The Due Diligence Process

The GDPR is likely to impact both on the way in which the issuers arrange for personal data to be made available, and the way in which the underwriter(s), legal teams etc. use that personal data to perform their due diligence checks. On both sides, we can expect to see increased security and control around access to certain documents or information, restricted functionality and the ability to audit the steps taken towards GDPR and other data protection compliance.

For example, to provide greater protection of the personal data they control, issuers may more frequently employ aggregation, encryption and redaction techniques before placing items in the data room. Physical (or virtual) access to the data room may also be more restricted, with only core deal team members having unlimited access, to reduce the risk of data breaches.
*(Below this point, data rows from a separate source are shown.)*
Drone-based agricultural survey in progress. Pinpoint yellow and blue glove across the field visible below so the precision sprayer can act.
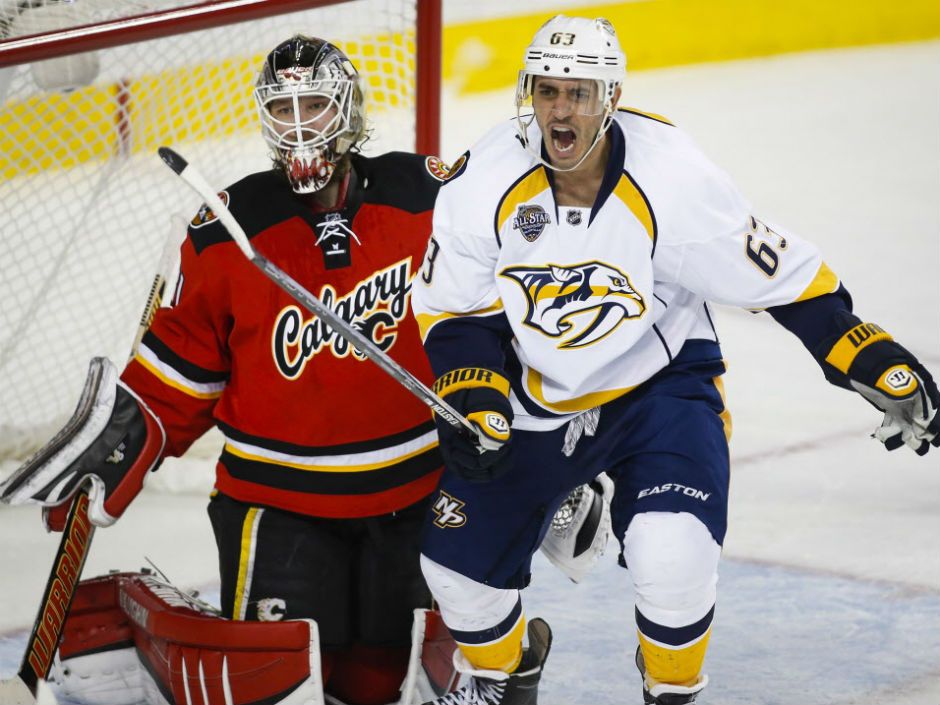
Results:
[822,317,940,455]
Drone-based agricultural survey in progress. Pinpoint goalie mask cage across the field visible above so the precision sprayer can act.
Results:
[0,0,441,468]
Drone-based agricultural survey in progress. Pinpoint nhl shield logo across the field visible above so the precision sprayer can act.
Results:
[512,203,551,242]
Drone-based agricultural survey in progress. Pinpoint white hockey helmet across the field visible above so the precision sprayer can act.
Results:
[516,15,627,111]
[516,15,627,169]
[254,35,366,193]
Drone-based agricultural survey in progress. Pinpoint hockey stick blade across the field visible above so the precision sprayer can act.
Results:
[130,214,186,359]
[157,147,484,452]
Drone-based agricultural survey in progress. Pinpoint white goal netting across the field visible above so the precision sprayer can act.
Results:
[0,0,428,478]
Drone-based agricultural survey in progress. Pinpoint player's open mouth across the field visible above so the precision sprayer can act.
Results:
[552,127,576,154]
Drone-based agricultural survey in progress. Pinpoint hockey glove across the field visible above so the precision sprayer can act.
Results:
[434,367,512,482]
[825,319,940,455]
[0,357,166,531]
[539,472,614,583]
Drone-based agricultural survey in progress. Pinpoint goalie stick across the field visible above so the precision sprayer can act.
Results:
[0,228,185,705]
[157,147,492,453]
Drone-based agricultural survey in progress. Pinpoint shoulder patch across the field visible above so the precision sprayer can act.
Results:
[189,191,229,229]
[424,157,450,181]
[444,150,470,181]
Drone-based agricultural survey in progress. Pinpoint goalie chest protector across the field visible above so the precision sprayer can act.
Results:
[124,153,441,517]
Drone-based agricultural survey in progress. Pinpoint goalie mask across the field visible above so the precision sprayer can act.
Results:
[254,35,365,193]
[516,15,627,171]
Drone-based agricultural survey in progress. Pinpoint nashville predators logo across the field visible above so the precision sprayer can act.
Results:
[431,490,467,529]
[500,261,646,350]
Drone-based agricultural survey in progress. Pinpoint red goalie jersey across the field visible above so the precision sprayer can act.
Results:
[122,153,441,518]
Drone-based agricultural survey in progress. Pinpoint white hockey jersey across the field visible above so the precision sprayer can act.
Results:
[412,110,839,430]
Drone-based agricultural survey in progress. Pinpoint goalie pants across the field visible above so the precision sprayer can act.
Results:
[208,492,430,651]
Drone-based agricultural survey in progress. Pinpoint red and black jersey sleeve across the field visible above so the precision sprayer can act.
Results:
[124,153,441,517]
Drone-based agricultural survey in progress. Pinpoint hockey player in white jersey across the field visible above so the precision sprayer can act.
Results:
[412,16,940,705]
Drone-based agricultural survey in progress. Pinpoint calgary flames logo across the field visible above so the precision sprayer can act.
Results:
[271,257,412,379]
[500,261,646,350]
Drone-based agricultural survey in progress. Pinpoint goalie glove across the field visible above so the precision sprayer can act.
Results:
[0,357,166,531]
[824,319,940,455]
[434,367,513,482]
[540,472,614,583]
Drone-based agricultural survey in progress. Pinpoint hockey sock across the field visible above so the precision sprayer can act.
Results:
[636,608,714,685]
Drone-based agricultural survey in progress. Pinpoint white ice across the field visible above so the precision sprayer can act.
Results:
[0,42,940,705]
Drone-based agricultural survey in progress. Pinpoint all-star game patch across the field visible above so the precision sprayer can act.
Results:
[189,191,228,228]
[424,157,450,181]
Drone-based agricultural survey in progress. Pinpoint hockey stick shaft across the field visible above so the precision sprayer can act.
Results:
[157,147,488,445]
[17,489,95,695]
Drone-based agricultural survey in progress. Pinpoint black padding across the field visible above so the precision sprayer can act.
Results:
[208,494,430,649]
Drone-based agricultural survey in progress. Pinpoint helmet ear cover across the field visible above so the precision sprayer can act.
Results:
[254,35,366,193]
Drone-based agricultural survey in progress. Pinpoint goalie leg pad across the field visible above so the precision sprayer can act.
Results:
[0,358,166,531]
[54,574,324,705]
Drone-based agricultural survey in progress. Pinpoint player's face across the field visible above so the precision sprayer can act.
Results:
[268,93,339,144]
[532,76,604,167]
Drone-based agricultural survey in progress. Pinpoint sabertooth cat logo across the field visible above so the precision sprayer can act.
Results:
[512,203,552,242]
[500,261,646,350]
[431,490,467,529]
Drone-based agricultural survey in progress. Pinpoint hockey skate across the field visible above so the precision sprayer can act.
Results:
[636,646,708,705]
[423,618,552,705]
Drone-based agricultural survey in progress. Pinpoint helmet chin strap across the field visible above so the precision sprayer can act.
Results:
[516,103,614,173]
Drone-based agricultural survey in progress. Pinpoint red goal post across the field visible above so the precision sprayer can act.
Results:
[0,0,441,468]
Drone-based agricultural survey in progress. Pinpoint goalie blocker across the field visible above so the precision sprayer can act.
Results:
[0,357,166,531]
[50,573,460,705]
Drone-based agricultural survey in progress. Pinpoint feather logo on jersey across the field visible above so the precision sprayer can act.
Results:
[271,257,412,379]
[512,203,552,242]
[500,261,646,350]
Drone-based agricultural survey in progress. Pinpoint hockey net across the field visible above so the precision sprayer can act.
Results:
[0,0,440,479]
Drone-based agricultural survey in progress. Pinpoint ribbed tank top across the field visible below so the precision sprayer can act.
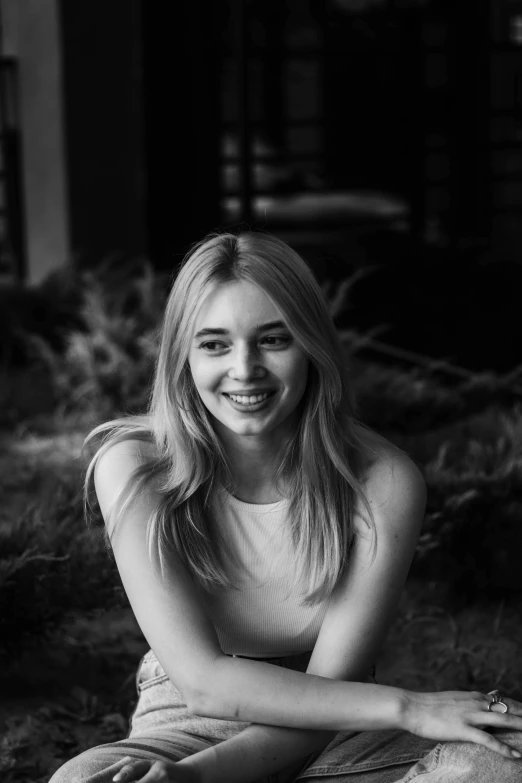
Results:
[206,487,328,658]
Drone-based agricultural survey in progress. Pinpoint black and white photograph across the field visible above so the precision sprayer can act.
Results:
[0,0,522,783]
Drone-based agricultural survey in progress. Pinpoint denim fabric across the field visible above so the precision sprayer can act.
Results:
[50,651,522,783]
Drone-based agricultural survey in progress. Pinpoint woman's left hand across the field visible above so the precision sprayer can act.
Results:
[113,756,199,783]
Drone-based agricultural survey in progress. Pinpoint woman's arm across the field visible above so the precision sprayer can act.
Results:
[173,450,426,783]
[95,441,404,731]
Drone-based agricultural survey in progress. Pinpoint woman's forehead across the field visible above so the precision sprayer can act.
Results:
[194,280,284,331]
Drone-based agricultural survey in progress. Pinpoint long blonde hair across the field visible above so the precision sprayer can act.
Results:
[85,232,382,604]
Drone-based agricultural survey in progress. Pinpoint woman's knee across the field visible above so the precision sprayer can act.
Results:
[49,746,129,783]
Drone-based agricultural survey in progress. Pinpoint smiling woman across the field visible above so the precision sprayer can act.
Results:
[48,232,522,783]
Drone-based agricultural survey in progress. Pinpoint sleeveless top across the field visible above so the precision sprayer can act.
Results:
[205,487,328,658]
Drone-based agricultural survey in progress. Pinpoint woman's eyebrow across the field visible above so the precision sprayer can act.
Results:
[194,321,287,339]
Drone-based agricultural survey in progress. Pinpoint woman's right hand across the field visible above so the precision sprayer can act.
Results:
[404,691,522,759]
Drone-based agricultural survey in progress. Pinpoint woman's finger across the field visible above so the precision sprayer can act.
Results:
[471,710,522,731]
[468,729,521,760]
[130,761,174,783]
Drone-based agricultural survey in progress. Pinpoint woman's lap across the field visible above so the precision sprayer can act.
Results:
[290,731,522,783]
[46,653,522,783]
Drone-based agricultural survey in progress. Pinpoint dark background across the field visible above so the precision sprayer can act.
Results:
[3,0,522,372]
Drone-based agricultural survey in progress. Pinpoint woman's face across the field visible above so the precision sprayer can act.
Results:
[189,281,308,436]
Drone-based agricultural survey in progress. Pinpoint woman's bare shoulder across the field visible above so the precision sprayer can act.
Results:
[93,438,160,518]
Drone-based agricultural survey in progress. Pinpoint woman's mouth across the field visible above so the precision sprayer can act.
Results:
[223,391,276,412]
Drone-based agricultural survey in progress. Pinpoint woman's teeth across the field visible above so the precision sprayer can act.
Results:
[228,392,268,405]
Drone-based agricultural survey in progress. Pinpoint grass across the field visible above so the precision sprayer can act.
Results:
[0,265,522,783]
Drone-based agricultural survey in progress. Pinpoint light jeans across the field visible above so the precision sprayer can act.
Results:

To safeguard further against the risk of a data breach, we can expect the standard non-disclosure agreement entered into by those performing the due diligence exercise to be strengthened to include a GDPR obligation, and for any third party entity hosting a virtual data room on behalf of the issuer to be subject to a data processing agreement that will likewise include terms on data security.
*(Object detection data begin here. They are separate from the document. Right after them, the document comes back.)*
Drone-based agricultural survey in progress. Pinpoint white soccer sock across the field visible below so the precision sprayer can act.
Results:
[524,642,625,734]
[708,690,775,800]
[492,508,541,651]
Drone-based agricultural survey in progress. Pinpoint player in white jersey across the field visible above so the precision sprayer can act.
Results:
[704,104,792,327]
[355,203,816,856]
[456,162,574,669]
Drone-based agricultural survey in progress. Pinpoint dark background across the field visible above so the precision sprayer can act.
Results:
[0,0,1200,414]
The Due Diligence Exercise

Through the due diligence exercise, the underwriter(s) and the legal teams will each need to gain an understanding of the nature of the issuer’s business and, for the purposes of checking compliance with the requirements of the GDPR, pay particular attention to the:

  • Type of personal data being controlled and/or processed by the issuer;
  • Legal basis for processing such data; and
  • Usage and storage of the data.

A crucial task will be verifying the existence and content of policies concerning data protection and privacy, as well as focussing on the role of any Data Protection Officer (to the extent that the business needs to appoint one) and security and data protection policies.

It will also be vital to identify and evidence any past breaches in the issuer’s compliance function, not only due to the potential liability entailed, but also because such breaches, if left unremedied, may highlight weaknesses that could impact on the issuer’s future ability to comply with its obligations under the GDPR.

Risk Factors

It is already commonplace to see risk factors on the impact of the GDPR included in prospectuses. As with all risk factors, it will be important to understand the exact applicability of, and material risks posed by, the GDPR to the issuer’s business, so that such detail can be captured succinctly in this section of the prospectus.
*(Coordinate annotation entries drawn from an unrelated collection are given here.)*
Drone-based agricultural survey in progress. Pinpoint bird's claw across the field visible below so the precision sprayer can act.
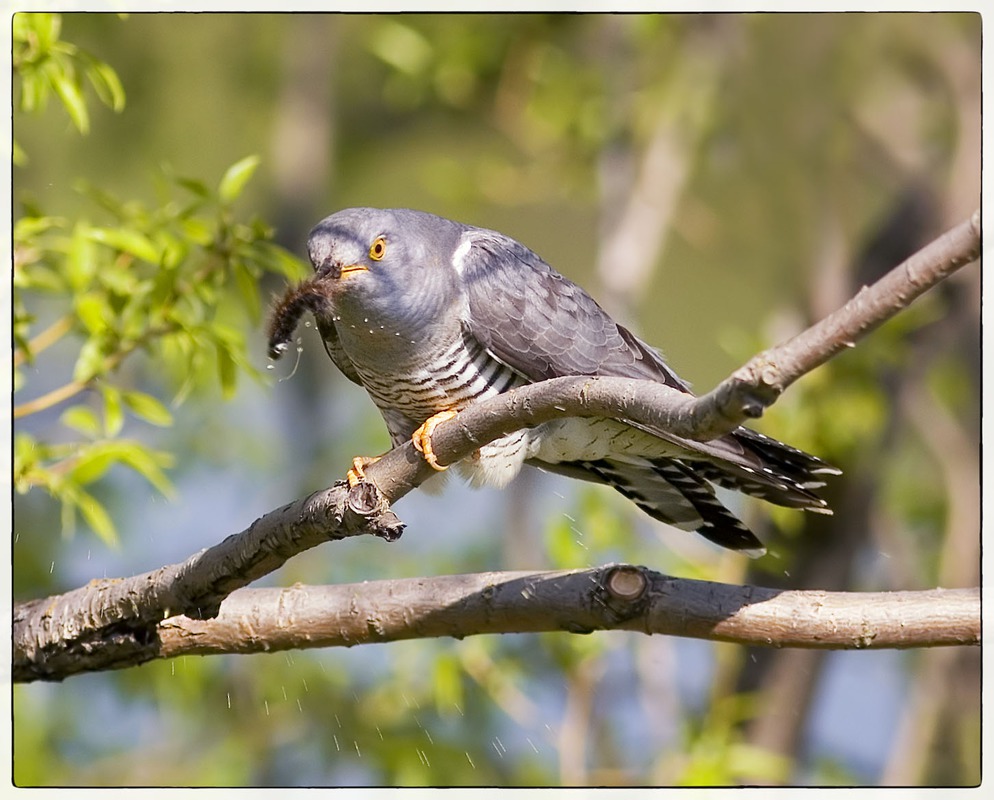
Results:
[411,409,456,472]
[345,456,382,489]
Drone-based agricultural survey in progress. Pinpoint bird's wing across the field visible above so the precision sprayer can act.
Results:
[314,314,363,386]
[456,230,689,391]
[456,230,837,507]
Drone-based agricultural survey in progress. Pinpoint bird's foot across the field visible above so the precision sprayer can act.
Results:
[345,456,383,489]
[411,409,456,472]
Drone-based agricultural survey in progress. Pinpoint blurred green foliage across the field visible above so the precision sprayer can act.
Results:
[13,13,979,786]
[13,14,302,544]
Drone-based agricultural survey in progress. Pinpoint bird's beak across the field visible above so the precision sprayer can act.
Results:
[338,264,369,278]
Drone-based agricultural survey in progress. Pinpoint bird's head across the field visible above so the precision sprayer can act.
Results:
[307,208,465,338]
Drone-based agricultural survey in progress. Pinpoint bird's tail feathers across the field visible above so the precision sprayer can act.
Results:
[574,459,766,557]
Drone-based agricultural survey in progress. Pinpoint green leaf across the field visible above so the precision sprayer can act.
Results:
[216,341,238,400]
[217,156,260,203]
[122,392,173,427]
[176,178,211,199]
[76,292,114,333]
[86,58,125,111]
[89,228,161,264]
[67,442,120,486]
[10,139,31,167]
[75,489,117,547]
[66,220,97,292]
[59,406,101,437]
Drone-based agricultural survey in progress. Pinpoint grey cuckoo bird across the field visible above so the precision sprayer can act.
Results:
[270,208,838,555]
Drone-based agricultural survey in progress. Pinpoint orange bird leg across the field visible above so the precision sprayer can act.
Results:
[345,456,383,488]
[411,409,456,472]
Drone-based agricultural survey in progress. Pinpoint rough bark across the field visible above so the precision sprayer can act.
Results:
[13,211,980,680]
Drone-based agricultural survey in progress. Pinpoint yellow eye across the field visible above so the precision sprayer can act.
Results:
[369,236,387,261]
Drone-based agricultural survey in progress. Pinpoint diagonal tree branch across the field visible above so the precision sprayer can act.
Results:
[13,211,980,680]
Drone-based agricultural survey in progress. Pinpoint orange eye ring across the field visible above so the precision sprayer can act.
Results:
[369,236,387,261]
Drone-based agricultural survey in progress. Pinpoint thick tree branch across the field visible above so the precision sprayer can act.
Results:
[14,212,980,680]
[159,564,980,657]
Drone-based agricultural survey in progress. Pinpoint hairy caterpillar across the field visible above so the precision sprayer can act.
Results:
[269,275,331,361]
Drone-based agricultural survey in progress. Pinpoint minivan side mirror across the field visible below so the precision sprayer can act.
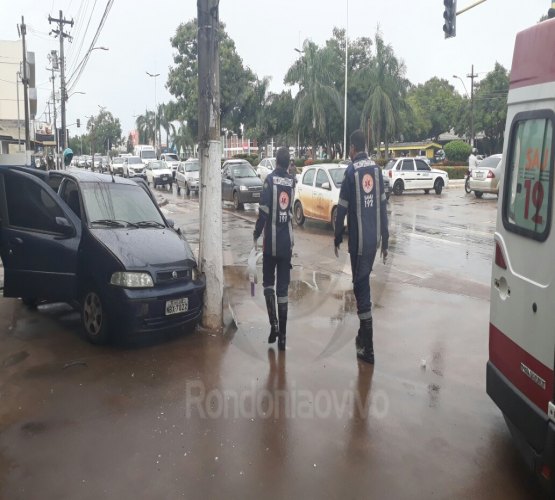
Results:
[56,217,73,236]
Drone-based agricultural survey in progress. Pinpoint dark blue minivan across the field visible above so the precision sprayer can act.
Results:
[0,166,205,343]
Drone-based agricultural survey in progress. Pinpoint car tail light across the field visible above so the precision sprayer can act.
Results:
[495,241,507,269]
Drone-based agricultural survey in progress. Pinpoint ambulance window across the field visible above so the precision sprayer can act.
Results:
[316,169,330,188]
[303,168,316,186]
[503,111,553,241]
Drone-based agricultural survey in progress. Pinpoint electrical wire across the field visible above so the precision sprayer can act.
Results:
[67,0,94,68]
[68,0,114,92]
[70,0,98,75]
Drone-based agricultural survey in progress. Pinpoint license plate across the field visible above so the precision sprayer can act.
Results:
[166,298,189,316]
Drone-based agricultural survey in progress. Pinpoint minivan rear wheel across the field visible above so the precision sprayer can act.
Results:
[233,191,244,210]
[81,288,109,344]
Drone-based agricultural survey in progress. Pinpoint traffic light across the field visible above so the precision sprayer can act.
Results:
[443,0,457,38]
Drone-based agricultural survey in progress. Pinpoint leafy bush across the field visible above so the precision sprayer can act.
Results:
[440,165,468,180]
[443,141,472,161]
[233,154,260,167]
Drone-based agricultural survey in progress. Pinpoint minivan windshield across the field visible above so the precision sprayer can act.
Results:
[230,163,256,178]
[478,155,501,169]
[328,168,347,187]
[185,161,200,172]
[384,160,397,170]
[141,149,156,160]
[81,182,166,227]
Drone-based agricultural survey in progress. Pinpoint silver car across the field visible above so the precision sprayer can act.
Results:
[469,154,503,198]
[175,158,200,196]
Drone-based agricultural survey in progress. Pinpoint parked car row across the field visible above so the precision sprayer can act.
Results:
[0,166,205,343]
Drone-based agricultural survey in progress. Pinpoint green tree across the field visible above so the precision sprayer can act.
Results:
[166,19,256,135]
[474,63,509,154]
[358,31,409,157]
[135,111,156,145]
[284,40,341,157]
[87,109,123,153]
[443,141,472,161]
[408,76,463,140]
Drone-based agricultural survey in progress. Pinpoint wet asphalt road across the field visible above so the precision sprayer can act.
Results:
[0,187,540,499]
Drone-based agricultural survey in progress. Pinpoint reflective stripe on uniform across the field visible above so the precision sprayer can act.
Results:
[358,308,372,319]
[355,171,364,255]
[374,167,382,248]
[272,184,279,257]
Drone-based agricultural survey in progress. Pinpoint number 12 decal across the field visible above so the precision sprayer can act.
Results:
[524,179,544,224]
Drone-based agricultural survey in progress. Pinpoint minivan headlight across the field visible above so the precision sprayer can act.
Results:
[110,271,154,288]
[191,266,201,281]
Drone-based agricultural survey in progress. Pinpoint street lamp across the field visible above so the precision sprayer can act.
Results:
[67,91,86,99]
[145,71,160,154]
[453,75,468,98]
[293,48,304,158]
[453,71,476,148]
[343,0,349,160]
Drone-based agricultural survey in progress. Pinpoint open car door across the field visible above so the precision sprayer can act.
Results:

In addition, the facts set out in the risk factors should be corroborated elsewhere in the prospectus, for example by detailing in the litigation section any material data protection-related claims expected or commenced against the issuer that were alluded to in the risk factor. Regulators are unlikely to let either generic or specific wording that is not so corroborated go unchallenged.

Warranty (and Indemnity) Cover

Within the suite of representations and warranties provided by the issuer to the underwriters in the underwriting or subscription agreements, the application of the GDPR will see additional warranty cover added in respect of the:

  • Collection and use of personal data and the rights of data subjects;
  • Existence and application of appropriate policies and protocols together with the appropriate IT tools and systems to ensure protection of the data;
  • Data restrictions; and
  • Data breaches.

In the event that the due diligence exercise exposes any non-compliance by the issuer with the GDPR provisions, underwriters might also justifiably demand the addition of indemnity protection and/or an additional closing condition pertaining to the remediation of such non-compliance prior to completion.